The first decent schools of winter steelhead normally nose into the mouth of the Applegate River near Grants Pass by the first of February, while the upper Rogue typically remains a steelhead ghost-land until mid-February.
But this year marks only the third time in the last 13 years that winter steelhead reached the Cole Rivers collection pond in January, well before even the most ardent angler expects them here.
"I haven't seen any, but nobody's really fishing right now," says Sue Billows, from behind the counter at Pat's Hand-Tied Flies shop in Trail just downstream from the hatchery. "I don't think anybody knows they're here."
And when they're here early, they're usually also here often.
Some of the better overall winter steelhead returns to Cole Rivers have come in years with early runs, which is enough to give optimists a reason to smile. But as far as a being a reliable predictor of winter steelhead run sizes, early isn't foolproof.
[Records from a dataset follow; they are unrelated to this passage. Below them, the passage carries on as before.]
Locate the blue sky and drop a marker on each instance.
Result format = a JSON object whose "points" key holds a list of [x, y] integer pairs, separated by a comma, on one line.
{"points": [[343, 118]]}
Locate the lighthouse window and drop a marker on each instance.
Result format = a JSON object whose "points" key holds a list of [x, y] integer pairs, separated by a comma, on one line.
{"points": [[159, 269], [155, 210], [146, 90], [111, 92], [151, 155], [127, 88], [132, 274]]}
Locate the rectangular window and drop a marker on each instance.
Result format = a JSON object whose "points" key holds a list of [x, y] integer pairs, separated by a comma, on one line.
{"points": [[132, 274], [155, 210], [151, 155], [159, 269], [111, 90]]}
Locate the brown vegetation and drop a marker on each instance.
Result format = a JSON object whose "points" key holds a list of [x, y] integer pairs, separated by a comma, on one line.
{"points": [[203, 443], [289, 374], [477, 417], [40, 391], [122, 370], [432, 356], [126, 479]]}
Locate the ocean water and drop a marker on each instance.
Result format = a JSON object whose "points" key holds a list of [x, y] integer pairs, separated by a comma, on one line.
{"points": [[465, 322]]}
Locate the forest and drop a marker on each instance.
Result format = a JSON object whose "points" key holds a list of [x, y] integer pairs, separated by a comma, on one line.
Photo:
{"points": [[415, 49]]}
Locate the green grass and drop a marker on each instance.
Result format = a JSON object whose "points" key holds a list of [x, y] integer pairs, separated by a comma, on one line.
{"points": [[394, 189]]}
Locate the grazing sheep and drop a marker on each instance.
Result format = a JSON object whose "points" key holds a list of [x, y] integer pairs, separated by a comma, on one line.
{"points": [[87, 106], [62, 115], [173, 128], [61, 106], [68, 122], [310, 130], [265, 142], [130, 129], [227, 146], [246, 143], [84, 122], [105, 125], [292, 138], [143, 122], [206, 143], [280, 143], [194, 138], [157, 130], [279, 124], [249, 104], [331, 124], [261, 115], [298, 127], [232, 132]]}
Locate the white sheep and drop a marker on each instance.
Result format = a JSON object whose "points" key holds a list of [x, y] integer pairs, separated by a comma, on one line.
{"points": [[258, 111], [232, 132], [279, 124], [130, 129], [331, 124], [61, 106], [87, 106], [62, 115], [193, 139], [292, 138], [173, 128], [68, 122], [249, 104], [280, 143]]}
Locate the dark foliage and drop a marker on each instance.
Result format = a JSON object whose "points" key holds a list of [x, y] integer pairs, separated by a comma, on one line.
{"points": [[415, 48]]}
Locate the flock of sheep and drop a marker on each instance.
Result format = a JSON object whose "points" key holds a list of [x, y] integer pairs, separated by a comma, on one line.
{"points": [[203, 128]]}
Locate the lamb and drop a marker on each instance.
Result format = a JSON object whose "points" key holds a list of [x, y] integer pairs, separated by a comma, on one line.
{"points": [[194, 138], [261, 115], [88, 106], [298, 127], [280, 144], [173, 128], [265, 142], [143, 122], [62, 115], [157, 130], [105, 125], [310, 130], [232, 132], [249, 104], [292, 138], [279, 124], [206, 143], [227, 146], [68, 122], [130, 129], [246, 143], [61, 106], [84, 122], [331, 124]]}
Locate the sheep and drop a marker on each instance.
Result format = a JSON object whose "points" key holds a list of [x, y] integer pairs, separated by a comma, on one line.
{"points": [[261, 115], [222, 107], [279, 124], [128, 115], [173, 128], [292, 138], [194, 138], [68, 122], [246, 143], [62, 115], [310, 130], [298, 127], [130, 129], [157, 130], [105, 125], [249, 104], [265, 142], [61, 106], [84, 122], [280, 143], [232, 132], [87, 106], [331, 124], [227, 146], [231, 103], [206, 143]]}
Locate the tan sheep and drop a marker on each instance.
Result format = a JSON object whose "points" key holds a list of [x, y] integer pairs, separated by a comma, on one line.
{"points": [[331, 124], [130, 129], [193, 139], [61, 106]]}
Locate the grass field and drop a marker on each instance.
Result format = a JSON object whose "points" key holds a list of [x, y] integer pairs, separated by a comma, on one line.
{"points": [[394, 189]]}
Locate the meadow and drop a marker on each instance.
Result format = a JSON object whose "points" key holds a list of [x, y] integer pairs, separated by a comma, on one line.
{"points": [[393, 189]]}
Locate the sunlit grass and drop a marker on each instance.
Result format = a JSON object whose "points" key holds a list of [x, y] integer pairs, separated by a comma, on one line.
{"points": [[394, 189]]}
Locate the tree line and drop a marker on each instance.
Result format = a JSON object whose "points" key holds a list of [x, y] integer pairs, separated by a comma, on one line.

It's tough if not impossible to predict the final tally because they spawn from far upper Rogue tributaries all the way down through the Applegate and Illinois rivers and as far west as creeks just outside of Gold Beach.
The best "seat of the pants" indicator is past returns of immature halfpounder steelhead, says Tom Satterthwaite, an Oregon Department of Fish and Wildlife biologist, who has studied Rogue runs for more than 30 years.
While nearly all hatchery and wild summer steelhead return to the Rogue as halfpounders just a few months after leaving the Rogue as smolts, about one-third of upper Rogue winter steelhead and about half the Grants Pass-area winter steelhead make halfpounder runs.
Looking back at halfpounder returns two and three years ago gives a snapshot of what to expect from winter steelhead this year, Satterthwaite says. With halfpounder returns at or below average since 2008, adult returns are likely to be average also.
"It's going to be an average run of winter steelhead, and they should be a little larger than average," Satterthwaite says.
Satterthwaite says he's not surprised that winter steelhead arrived at the hatchery almost two weeks earlier this year than last year, and for reasons you probably won't guess.
It's not the recent removal of Savage Rapids and Gold Ray dams, the two largest impediments to salmon and steelhead migration during their reign on the Rogue.
It's warm January rain that brought them home early.
Last week's storm front was what locals call a "Pineapple Express," a storm that develops in the tropics and brings rain that warms the mainstem Rogue, which had been cold and low the past few months with very little migration.
Studies show that water temperatures of 46 degrees or higher at the former Gold Ray Dam site light a fire under winter steelhead, sending these critters finning upstream toward the anglers waiting for them.
Fresh steelhead were seen on the move Wednesday just past the TouVelle State Park boat ramp, and when hatchery workers checked the traps at Cole Rivers Thursday, they found 96 more chrome brights.